By Liang Li, Benjamin Jie Wei Foo, Ka Wai Kwok, Noriho Sakamoto, Hiroshi Mukae, Koichi Izumikawa, Stéphane Mandard, Jean-Pierre Quenot, Laurent Lagrost, Wooi Keong Teh, Gurjeet Singh Kohli, Pengcheng Zhu, Hyungwon Choi, Martin Lindsay Buist, Ju Ee Seet, Liang Yang, Fang He, Vincent Tak Kwong Chow, Nguan Soon Tan
mBio. June 4, 2019
Secondary bacterial lung infection by Streptococcus pneumoniae (S. pneumoniae) poses a serious health concern, especially in developing countries. We posit that the emergence of multiantibiotic-resistant strains will jeopardize current treatments in these regions. Deaths arising from secondary infections are more often associated with acute lung injury, a common consequence of hypercytokinemia, than with the infection per se.

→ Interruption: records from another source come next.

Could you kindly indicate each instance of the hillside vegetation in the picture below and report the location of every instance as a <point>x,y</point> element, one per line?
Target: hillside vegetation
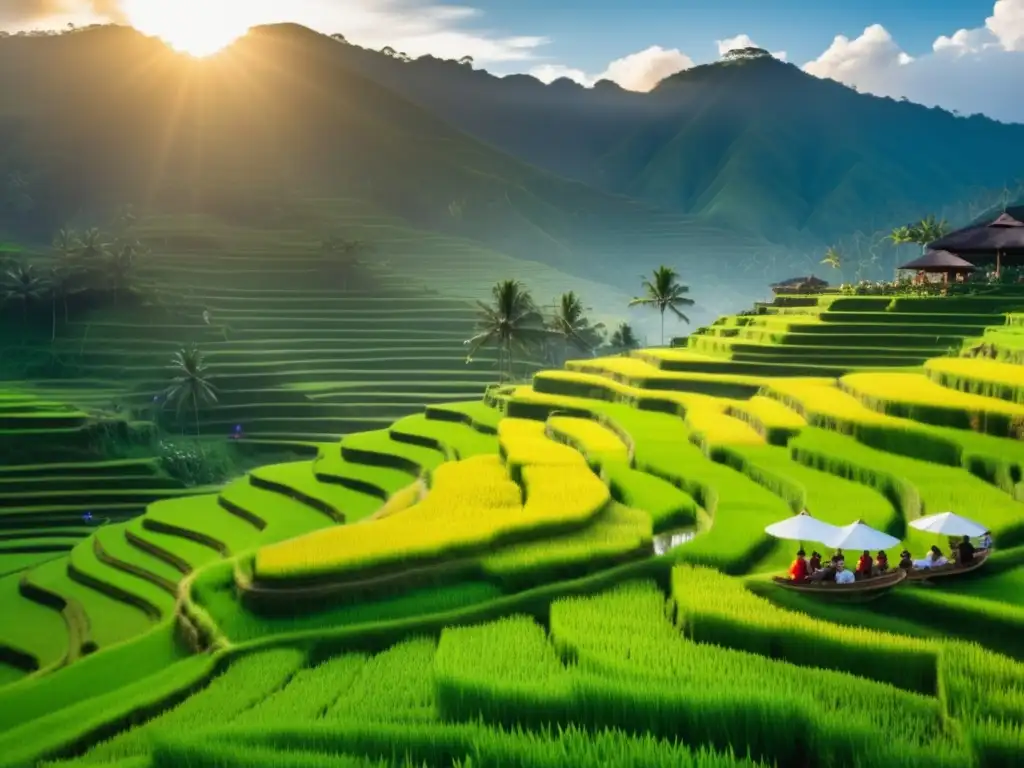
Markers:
<point>756,143</point>
<point>571,571</point>
<point>280,130</point>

Given that secondary bacterial pneumonia often has a poor prognosis, newer approaches to improve treatment outcomes are urgently needed to reduce the high levels of morbidity and mortality. Using a sequential dual-infection mouse model of secondary bacterial lung infection, we show that host-directed therapy via immunoneutralization of the angiopoietin-like 4 c-isoform (cANGPTL4) reduced pulmonary edema and damage in infected mice. RNA sequencing analysis revealed that anti-cANGPTL4 treatment improved immune and coagulation functions and reduced internal bleeding and edema. Importantly, anti-cANGPTL4 antibody, when used concurrently with either conventional antibiotics or antipneumolysin antibody, prolonged the median survival of mice compared to monotherapy. Anti-cANGPTL4 treatment enhanced immune cell phagocytosis of bacteria while restricting excessive inflammation. This modification of immune responses improved the disease outcomes of secondary pneumococcal pneumonia. Taken together, our study emphasizes that host-directed therapeutic strategies are viable adjuncts to standard antimicrobial treatments.